Para a Nike — e outras empresas dominantes — as tarifas de Trump são apenas
mais um fosso, outro obstáculo que elas podem ultrapassar, mas que impõe aos
seus concorrentes menores uma freada brusca.
As
tarifas de Trump e o enfraquecimento da proteção à concorrência e ao direito
dos consumidores são uma receita para transferir bilhões de dólares do povo dos
EUA para os investidores das maiores empresas. Isso ainda vai resultar em um
enorme colapso econômico, mas as empresas atualmente mais lucrativas estarão
mais preparadas para sair por cima dos escombros após o desastre.
Uma
possível luz no fim do túnel para os americanos é que um punhado de gente no
topo da pirâmide está extremamente irritada com esse plano.
A
Aliança de Novas Liberdades Civis é uma organização sem fins lucrativos que
pratica litigância de impacto.
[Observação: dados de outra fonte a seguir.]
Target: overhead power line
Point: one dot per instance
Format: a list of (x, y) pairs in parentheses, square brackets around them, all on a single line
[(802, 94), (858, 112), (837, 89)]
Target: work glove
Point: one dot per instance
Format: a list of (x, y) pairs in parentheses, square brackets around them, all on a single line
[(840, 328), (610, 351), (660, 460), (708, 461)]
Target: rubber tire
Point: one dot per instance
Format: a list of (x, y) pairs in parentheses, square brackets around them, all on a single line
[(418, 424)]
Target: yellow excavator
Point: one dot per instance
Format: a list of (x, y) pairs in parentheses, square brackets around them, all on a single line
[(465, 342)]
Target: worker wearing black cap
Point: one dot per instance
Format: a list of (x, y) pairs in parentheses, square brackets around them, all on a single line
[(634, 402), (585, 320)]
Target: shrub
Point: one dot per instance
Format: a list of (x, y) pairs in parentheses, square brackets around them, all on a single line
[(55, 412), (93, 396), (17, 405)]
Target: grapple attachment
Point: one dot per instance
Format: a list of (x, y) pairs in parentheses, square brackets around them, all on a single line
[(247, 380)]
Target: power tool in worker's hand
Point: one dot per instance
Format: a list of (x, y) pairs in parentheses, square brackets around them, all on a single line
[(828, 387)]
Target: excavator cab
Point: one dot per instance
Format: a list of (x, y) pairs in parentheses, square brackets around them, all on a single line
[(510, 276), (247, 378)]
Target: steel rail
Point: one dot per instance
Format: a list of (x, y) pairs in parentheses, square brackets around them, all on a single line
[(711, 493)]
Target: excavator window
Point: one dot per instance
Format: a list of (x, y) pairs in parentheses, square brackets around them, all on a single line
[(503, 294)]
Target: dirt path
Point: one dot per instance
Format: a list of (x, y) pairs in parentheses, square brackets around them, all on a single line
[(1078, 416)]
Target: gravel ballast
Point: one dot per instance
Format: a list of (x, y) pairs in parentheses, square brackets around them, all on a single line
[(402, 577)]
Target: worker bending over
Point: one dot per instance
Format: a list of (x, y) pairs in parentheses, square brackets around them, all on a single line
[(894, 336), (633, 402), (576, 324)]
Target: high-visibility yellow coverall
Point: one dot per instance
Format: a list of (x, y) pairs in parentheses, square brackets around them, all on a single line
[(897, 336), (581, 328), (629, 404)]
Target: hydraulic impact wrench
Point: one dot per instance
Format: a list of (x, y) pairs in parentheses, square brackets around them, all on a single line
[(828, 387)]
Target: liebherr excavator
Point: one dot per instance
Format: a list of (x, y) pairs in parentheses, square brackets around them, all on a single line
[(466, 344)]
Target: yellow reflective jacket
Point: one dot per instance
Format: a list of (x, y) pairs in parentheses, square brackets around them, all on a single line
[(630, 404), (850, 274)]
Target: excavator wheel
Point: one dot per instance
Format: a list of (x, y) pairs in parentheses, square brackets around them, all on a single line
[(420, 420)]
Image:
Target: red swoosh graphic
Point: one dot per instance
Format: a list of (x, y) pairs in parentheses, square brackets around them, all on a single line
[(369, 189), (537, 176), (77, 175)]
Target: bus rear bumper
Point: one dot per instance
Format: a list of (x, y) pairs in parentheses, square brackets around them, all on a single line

Ela foi fundada por Leonard Leo, o mentor da
Sociedade Federalista, uma organização conservadora de onde vieram cinco dos
atuais nove ministros da Suprema Corte dos EUA. Foram eles que derrubaram no
ano passado o precedente que dava autonomia às agências reguladoras, e agora
estão processando o governo Trump contra as tarifas.
Como
escreve Corey Robin, as tarifas têm um longo histórico de fragmentar alianças
conservadoras, “a vanguarda do conflito político no século XIX”. Robin diz que
o movimento conservador passou anos transferindo do Congresso para o presidente
o poder de instituir tarifas aduaneiras, sem nunca imaginar que, um dia, um
presidente poderia comandar uma estratégia tarifária de Rei Louco. Robin diz
agora que
A
tarifa será a principal questão que levará a direita judicial a confrontar o
executivo empoderado que eles turbinaram de tantas outras formas.
No ano
passado, Rick Persltein apontou que a verdadeira relevância do Projeto 2025
estava em suas contradições, as orientações políticas irreconciliáveis e
mutuamente excludentes encontradas em suas páginas.
Perlstein
disse que essas contradições eram um mapa das linhas de fratura na coligação de
Trump. O tarifaço de Trump claramente representa uma importante fissura, e é
preciso aproveitar essa oportunidade quando ela se apresenta.